The 26mm intake and 24mm exhaust valves sat at 21° and were fed by Mikuni VM29SS flat slide carbs breathing from a large eight-litre airbox located under the fuel tank. A six-speed gearbox was matched to a hydraulic clutch, rather than the then-commonplace five-speed transmission with cable clutch.

And rather than hanging the generator on the end of the crank as was hitherto commonplace, so reducing ground clearance and lean angle, Suzuki relocated it behind the cylinder block above the gearbox, driving it via a spur gear. Reducing the width of the engine in this way allowed a potential 55° banking angle, far more than the competition.

This entire layout was revolutionary in its format – many of the Gixxer’s design components which we now take for granted in performance engineering were pioneered on this bike.

Light is fast

First of the featherweights

Ever since Honda created the four-cylinder Universal Japanese Motorcycle (UJM) back in 1969 with the CB750, it’s taken turns with its three Japanese rivals to re-invent the concept. For the 903cc Kawasaki Z1, the original 893cc Honda Fireblade, and the first one-litre Yamaha R1 each took it in turns to fundamentally change the spirit as well as the science of sportsbikes for ever with their arrival.

Thereafter, all other manufacturers would have to re-evaluate their design strategies – and we, the bike-buying public, benefited enormously.

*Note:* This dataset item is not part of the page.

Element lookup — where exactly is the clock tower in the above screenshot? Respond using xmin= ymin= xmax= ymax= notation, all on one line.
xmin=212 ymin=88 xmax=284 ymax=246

But no other motorcycle has taken such a huge step forwards, and in so radical a manner, as the Suzuki GSX-R750 which debuted exactly 30 years ago this year.

Compared to its air-cooled, steel-framed, neo-vintage predecessors and those from all other companies, the oil-cooled 16-valve Gixxer with its GP-derived square-section tubular aluminium chassis, Full-Floater monoshock suspension, and then-improbable power-to-weight ratio, was not only the first superbike of the modern era, it also beat the same minimalist path in concept and execution that Tadao Baba would follow eight years later in creating the first Honda Fireblade.

Unjustly, GSX-R750 project leader Etsuo Yokouchi has never been accorded the same reverential status as Baba-san for having thought outside the envelope in creating the bike that put Suzuki on the map as makers of supreme sportsbikes. As demonstrated by its racetrack dominance and showroom supremacy in the wake of the GSX-R750’s appearance, just as the default capacity for such bikes was downsizing to 750cc.